The first step is to set the well model handle. The next variable to set (TOL) is used to control if intersections are allowed on the negative slope section of the lift curve. The normal situation is where they are not allowed in which case use 0.0. If negative VLP intersections are allowed, the value will be set to a large value i.e., a value of -1e10 will allow any size of negative slope solution.

We then set the extrapolation flag. This specifies whether the lift curves should be extrapolated beyond the upper and lower values of the sensitivity variables. In general, the lift curves should be calculated over all the expected ranges of sensitivity variables.

However limited extrapolation will broaden the range of the lift curves.

NOTE: VLP extrapolation is undesirable as unpredictable behaviour may occur. It is always recommended to regenerate the VLP if lift curve extrapolation has been reported in the well results Status column.

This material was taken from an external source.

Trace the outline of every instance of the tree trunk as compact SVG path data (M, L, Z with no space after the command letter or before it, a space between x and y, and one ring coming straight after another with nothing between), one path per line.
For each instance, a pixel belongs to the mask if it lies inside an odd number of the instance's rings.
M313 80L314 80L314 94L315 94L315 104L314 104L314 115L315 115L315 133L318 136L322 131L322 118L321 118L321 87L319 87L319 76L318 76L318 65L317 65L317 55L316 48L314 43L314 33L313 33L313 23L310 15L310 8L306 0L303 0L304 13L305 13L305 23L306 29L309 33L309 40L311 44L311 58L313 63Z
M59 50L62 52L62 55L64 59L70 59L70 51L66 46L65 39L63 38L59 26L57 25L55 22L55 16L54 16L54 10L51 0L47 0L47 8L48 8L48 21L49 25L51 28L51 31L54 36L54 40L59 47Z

The next step is setting the sensitivity variables for the lift curves, and the required variables will depend on the well type and include:

GLRINJ – Gas lift injected for gas lift wells FREQ – Frequency for ESPs

WHP – Well head pressure

The next step is to call the command IPRVLPCALC. No command ID is needed.

The results of the calculation are the total rate, GOR, WCT etc., which can be retrieved from the data block.

Note that the total rate is liquid rate for oil or water wells and gas rate for gas or condensate wells.

DoSet "MBAL.RL.SMBIPRVLPCALC.HANDLE", iWellModel (iWellNo)

DoSet "MBAL.RL.SMBIPRVLPCALC.TOL", 0#

DoSet "MBAL.RL.SMBIPRVLPCALC.EXTRAP", 1#

If (iWellNo = 1) Then GLRInj = 240#

DoSet "MBAL.RL.SMBIPRVLPCALC.GLRINJ", GLRInj DoSet "MBAL.RL.SMBIPRVLPCALC.WHP", fWHP(iWellNo) DoCmd "MBAL.RL.IPRVLPCALC"

iErrorCode = DoGet("MBAL.RL.SMBERRORDATA.CODE") Range("F" + CStr(17 + iStep)) = fWHP(iWellNo) Range("G" + CStr(17 + iStep)) = GLRInj

If (iErrorCode = 120) Then

Range("H" + CStr(17 + iStep)) = NoSolutionStr Range("I" + CStr(17 + iStep)) = NoSolutionStr Range("J" + CStr(17 + iStep)) = NoSolutionStr Else

Range("H" + CStr(17 + iStep)) = DoGet("MBAL.RL.